At the Tehran Summit, Iran’s leaders continued with their anti-Israeli rhetoric, but faced setbacks. The Iranians regarded Egyptian President Hosni Mubarak as an American puppet and were highly critical of Egypt’s role in recognising Israel and promoting Israeli-Palestinian reconciliation. They expected Egypt’s newly elected President Ahmed Morsi to join them in condemning American and Saudi policies in Syria, amid the bloody civil war there, unleashed by its minority Shia President Bashar al-Assad. While quite different in his approach to domestic and international issues from his predecessor Mubarak, Morsi, who has been a long-term member of the conservative Sunni Muslim Brotherhood, lashed out at the violence unleashed by Assad, labelling his regime as “oppressive” and calling for support to the Sunni-dominated Syrian opposition. The Iranians also received a setback when Sunni Arab countries successfully thwarted their efforts to undermine Palestinian President Mahmoud Abbas, by inviting his rivals from the radical Hams, to the summit.

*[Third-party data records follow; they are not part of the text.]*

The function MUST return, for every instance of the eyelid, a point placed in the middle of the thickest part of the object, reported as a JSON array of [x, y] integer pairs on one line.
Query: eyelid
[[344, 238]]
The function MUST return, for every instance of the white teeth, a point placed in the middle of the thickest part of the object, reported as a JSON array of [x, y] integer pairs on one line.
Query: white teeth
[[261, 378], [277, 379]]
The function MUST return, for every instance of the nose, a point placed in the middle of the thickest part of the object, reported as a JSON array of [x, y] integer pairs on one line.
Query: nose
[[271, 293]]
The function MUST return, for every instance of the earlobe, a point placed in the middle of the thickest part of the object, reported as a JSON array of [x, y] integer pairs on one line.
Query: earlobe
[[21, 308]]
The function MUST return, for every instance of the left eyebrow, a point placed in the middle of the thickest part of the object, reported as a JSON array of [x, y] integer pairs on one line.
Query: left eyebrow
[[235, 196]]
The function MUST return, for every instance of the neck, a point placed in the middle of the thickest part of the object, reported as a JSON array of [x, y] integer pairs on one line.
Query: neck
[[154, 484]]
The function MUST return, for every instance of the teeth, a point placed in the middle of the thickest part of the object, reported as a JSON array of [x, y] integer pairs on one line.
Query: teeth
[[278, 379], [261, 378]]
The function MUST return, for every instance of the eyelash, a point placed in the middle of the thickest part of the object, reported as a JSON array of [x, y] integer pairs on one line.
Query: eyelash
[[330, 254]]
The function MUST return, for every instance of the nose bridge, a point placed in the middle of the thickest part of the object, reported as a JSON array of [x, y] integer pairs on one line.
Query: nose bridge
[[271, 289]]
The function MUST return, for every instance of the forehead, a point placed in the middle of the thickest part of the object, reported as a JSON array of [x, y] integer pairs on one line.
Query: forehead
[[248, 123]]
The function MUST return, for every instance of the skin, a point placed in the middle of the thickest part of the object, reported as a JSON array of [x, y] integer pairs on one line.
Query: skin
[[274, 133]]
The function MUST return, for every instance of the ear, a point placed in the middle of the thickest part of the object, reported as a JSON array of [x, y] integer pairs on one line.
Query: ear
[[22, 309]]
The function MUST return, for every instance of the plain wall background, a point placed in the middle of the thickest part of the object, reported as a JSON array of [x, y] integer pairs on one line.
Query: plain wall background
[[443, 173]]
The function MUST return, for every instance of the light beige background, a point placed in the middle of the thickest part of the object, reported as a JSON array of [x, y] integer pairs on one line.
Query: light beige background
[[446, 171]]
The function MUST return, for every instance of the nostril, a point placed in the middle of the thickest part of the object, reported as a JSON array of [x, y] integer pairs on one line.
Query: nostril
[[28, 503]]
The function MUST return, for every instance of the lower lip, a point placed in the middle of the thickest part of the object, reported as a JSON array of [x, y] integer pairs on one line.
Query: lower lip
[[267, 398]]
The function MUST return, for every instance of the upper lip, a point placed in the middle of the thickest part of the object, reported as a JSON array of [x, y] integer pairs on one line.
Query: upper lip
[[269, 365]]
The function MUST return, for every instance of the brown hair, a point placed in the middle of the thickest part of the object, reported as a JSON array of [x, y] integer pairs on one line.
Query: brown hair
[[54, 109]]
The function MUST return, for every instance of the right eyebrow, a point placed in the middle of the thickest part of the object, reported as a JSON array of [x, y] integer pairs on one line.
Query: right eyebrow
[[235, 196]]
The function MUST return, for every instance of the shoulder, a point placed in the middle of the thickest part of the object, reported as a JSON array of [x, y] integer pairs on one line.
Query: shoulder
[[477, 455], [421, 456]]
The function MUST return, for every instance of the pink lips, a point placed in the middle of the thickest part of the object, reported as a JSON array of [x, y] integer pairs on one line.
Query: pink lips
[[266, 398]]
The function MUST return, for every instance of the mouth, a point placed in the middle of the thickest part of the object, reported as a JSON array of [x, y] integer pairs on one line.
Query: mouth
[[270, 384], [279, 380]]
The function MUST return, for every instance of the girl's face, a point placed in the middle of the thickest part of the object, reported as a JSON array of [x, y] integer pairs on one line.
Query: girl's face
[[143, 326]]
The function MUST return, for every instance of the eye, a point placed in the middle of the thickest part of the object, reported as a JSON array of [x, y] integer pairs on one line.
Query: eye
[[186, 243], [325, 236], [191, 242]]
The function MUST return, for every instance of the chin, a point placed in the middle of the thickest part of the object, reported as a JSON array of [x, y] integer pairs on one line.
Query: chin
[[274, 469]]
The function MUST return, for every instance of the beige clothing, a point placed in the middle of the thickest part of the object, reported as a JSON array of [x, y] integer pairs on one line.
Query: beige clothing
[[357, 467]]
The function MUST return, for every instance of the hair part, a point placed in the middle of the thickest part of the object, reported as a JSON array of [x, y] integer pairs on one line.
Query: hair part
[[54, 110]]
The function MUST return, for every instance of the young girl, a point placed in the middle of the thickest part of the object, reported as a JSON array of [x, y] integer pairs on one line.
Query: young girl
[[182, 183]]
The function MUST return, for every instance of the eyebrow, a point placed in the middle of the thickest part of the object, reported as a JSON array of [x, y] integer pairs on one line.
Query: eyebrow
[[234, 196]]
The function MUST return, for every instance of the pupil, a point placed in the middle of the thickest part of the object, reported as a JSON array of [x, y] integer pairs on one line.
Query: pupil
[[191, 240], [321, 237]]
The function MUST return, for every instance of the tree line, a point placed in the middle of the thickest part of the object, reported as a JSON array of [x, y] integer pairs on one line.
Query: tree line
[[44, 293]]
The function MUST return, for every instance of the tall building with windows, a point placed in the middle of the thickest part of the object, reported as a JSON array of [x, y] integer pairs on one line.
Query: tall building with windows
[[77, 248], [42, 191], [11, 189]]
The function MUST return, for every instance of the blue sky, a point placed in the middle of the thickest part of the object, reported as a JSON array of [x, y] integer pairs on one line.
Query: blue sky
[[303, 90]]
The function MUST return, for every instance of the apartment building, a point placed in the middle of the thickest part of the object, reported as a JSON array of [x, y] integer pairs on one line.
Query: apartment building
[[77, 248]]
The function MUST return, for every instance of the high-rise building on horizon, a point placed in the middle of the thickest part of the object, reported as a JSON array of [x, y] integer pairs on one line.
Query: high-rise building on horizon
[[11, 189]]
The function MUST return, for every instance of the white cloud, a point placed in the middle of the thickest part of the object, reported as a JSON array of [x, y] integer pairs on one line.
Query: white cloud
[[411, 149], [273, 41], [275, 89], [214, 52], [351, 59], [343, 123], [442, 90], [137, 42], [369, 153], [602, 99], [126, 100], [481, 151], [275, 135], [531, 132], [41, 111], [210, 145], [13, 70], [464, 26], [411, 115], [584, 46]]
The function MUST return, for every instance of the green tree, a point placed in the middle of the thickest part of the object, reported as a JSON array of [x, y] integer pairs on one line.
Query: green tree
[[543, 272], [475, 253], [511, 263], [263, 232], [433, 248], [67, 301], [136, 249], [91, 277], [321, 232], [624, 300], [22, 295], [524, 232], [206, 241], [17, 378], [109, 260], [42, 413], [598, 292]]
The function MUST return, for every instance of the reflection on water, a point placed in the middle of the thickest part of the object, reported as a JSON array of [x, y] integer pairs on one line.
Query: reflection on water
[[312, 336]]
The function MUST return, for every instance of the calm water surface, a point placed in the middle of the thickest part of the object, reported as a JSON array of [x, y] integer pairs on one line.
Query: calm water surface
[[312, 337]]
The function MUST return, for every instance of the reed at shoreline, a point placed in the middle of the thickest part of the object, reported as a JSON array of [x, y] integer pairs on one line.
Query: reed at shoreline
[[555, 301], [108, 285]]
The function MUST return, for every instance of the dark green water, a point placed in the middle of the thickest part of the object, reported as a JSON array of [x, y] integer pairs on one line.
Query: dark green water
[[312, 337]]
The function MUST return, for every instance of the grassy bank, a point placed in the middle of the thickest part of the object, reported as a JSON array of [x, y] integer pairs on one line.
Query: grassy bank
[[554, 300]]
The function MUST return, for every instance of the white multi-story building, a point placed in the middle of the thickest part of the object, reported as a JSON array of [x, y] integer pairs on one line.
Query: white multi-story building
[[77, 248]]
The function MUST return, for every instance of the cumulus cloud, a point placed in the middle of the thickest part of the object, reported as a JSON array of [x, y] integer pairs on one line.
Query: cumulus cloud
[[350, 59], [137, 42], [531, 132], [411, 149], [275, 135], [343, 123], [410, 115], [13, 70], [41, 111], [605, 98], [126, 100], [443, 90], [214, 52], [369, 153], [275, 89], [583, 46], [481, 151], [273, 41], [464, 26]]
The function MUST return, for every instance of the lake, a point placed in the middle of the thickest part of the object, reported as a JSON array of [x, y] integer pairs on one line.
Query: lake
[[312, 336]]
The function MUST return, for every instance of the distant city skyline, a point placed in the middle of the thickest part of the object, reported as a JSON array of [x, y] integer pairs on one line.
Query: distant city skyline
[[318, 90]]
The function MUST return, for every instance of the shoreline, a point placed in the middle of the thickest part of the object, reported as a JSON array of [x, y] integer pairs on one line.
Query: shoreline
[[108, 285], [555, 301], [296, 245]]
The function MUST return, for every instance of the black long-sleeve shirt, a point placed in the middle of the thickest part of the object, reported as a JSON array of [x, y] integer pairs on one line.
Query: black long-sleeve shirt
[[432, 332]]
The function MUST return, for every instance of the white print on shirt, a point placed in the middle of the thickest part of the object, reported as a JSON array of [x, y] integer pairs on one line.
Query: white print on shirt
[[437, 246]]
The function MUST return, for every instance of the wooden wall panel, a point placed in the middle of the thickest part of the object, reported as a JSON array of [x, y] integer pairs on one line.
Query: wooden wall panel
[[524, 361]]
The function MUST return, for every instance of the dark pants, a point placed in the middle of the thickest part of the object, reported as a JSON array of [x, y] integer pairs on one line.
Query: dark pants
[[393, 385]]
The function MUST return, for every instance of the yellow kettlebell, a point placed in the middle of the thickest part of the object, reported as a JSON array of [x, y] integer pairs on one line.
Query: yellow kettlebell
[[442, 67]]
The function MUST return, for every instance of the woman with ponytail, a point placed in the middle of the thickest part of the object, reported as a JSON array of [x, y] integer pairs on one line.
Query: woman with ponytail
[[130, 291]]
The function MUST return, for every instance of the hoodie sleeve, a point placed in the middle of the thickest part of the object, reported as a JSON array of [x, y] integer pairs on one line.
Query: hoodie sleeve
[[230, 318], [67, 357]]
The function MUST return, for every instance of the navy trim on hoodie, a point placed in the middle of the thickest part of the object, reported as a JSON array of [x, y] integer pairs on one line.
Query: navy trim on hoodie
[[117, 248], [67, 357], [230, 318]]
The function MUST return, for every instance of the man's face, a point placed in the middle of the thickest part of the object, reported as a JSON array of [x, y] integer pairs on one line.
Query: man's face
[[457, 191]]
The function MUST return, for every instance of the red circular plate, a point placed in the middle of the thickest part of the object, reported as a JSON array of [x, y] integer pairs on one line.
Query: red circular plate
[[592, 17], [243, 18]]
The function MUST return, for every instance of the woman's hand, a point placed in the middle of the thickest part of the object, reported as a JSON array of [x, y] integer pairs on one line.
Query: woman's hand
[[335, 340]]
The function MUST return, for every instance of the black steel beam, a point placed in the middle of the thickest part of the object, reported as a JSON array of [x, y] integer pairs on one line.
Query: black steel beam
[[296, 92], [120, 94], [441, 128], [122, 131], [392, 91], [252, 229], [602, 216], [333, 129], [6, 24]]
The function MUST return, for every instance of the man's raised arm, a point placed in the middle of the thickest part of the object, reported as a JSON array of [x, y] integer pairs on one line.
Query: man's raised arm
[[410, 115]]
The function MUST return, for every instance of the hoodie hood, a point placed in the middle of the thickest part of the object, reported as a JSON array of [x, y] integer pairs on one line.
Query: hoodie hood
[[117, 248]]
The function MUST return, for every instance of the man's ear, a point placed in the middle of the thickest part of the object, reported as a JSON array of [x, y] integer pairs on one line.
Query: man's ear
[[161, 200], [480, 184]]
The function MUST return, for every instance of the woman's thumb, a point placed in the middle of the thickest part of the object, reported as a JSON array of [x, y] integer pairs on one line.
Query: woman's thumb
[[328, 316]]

The US invasion of Iraq has, however, resulted in great strategic benefit to Iran, as it has produced a Shia majority government in Baghdad, which is deeply distrustful of both the US and Saudi Arabia. Iraq now helps Iran to transport weapons to the beleaguered Assad regime in Syria. At the same time, the anti-Assad opposition is backed by an alliance of Sunni-dominated Saudi Arabia, Qatar and Turkey, together with the US and its European allies. If rivalries between Protestants and Catholics figured prominently in the geopolitics of the Christian world for centuries, events since the 1979 Iranian Revolution appear to be producing Shia-Sunni rivalries of a new type. Pakistan, with roughly 20 per cent of its population made up of Shias, is seeing an upsurge in anti-Shia sectarian violence and killings. Whether in Gilgit, Baluchistan, Karachi or the tribal areas bordering Afghanistan, Shias are being described as “Kafirs” and targeted by groups like the Lashkar-e-Jhangvi. Shia doctors have largely fled Karachi. How would have Mohammed Ali Jinnah, the founding father of Pakistan, who was himself a Shia, survived in today’s Pakistan, is a question that Pakistani Shias now ask.